Sandholm also said that Libratus’ end-game strategy, which was computed live with the Bridges computer for each hand, was a major advance.
“The end-game solver has a perfect analysis of the cards,” he said.
It was able to update its strategy for each hand in a way that ensured any late changes would only improve the strategy. Over the course of the competition, the pros responded by making more aggressive moves early in the hand, no doubt to avoid playing in the deep waters of the endgame where the AI had an advantage, he added.
Sandholm will be sharing all of Libratus’ secrets now that the competition is over, beginning with invited talks at the Association for the Advancement of Artificial Intelligence meeting Feb. 4-9 in San Francisco and in submissions to peer-reviewed scientific conferences and journals.
Throughout the competition, Libratus recruited the raw power of approximately 600 of Bridges’ 846 compute nodes. Bridges total speed is 1.35 petaflops, about 7,250 times as fast as a high-end laptop and its memory is 274 Terabytes, about 17,500 as much as you’d get in that laptop.
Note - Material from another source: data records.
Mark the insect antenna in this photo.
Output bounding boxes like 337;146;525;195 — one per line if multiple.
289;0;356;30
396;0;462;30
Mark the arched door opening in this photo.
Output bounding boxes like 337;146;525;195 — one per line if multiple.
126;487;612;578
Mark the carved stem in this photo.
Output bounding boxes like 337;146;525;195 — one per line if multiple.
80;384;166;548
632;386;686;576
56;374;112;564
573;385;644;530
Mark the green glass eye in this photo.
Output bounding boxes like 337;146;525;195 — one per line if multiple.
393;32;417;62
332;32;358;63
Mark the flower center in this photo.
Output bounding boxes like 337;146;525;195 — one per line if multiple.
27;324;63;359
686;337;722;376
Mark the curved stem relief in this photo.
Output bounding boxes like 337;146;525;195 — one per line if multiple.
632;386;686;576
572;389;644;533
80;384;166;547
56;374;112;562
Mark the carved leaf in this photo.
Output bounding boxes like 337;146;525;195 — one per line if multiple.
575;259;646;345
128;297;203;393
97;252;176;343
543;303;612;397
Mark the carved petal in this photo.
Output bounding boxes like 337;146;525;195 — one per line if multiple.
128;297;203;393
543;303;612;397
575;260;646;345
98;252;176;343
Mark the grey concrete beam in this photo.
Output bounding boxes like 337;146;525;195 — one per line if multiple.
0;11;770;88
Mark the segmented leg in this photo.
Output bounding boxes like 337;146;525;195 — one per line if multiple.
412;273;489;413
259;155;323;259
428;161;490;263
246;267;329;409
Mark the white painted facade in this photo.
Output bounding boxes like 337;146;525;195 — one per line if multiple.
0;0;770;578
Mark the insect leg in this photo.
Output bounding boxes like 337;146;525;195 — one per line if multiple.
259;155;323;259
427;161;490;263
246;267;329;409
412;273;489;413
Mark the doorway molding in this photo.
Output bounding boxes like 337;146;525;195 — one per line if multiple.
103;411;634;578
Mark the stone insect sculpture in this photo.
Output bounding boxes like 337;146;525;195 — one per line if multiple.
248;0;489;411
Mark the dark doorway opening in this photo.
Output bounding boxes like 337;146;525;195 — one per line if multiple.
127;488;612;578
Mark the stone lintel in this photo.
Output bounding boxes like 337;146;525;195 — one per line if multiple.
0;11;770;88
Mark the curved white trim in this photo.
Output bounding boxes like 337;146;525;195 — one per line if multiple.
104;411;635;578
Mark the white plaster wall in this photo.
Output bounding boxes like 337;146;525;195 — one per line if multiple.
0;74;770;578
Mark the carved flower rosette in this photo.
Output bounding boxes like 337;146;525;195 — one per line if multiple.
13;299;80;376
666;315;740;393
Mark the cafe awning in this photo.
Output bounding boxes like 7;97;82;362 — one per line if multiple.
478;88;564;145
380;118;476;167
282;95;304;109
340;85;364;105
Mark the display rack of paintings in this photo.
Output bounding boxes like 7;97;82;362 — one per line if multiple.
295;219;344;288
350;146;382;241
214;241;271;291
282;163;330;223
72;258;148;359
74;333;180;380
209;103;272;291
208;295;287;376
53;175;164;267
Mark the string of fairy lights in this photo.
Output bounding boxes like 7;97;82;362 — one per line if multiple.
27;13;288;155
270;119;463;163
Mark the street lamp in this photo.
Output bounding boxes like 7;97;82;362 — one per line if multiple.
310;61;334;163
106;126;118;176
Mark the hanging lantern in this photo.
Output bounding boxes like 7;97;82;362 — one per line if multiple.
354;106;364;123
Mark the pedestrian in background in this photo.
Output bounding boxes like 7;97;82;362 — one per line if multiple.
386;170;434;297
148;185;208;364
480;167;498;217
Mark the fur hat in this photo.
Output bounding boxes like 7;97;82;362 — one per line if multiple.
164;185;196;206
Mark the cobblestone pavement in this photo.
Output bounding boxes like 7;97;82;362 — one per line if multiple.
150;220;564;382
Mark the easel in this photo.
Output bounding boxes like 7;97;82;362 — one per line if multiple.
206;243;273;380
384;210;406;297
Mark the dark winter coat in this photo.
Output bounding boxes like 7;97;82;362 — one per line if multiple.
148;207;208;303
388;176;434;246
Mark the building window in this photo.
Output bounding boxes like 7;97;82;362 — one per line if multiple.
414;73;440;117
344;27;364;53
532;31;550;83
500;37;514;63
This computing power gave Libratus the ability to play four of the best Texas Hold’em players in the world at once and beat them.
Libratus has three main parts. The first has not changed much since 2015 when Sandholm’s team first entered its AI in a similar tournament against professional players (that time, humans won). This part computed a big list of strategies the AI could use when play began. At the outset of the tournament, Libratus had spent the equivalent of 15 million hours of computation honing its strategies.
The second part, now completely redesigned by Sandholm and his PhD student Noam Brown, worked to improve Libratus’s strategy with each hand. Called the “endgame solver”, it took into account “mistakes” the AI’s opponents made – instances where they left themselves open to exploitation – to predict the result of each hand. The team couldn’t tell from statistical analysis if the earlier version of the endgame solver improved the AI’s play at all, says Sandholm. “But this new one is just awesome.”
The final part of the AI looked for its own strategic weaknesses so it could change how it played before the next session. This sought to identify things its opponents were exploiting, such as a giveaway “tell” that another player had noticed.
Head’s-Up No-Limit Texas Hold’em is an exceedingly complex game, with 10160 (the number 1 followed by 160 zeroes) information sets — each set being characterized by the path of play in the hand as perceived by the player whose turn it is. That’s vastly more information sets than the number of atoms in the universe.
The AI must make decisions without knowing all of the cards in play, while trying to sniff out bluffing by its opponent. As “no-limit” suggests, players may bet or raise any amount up to all of their chips.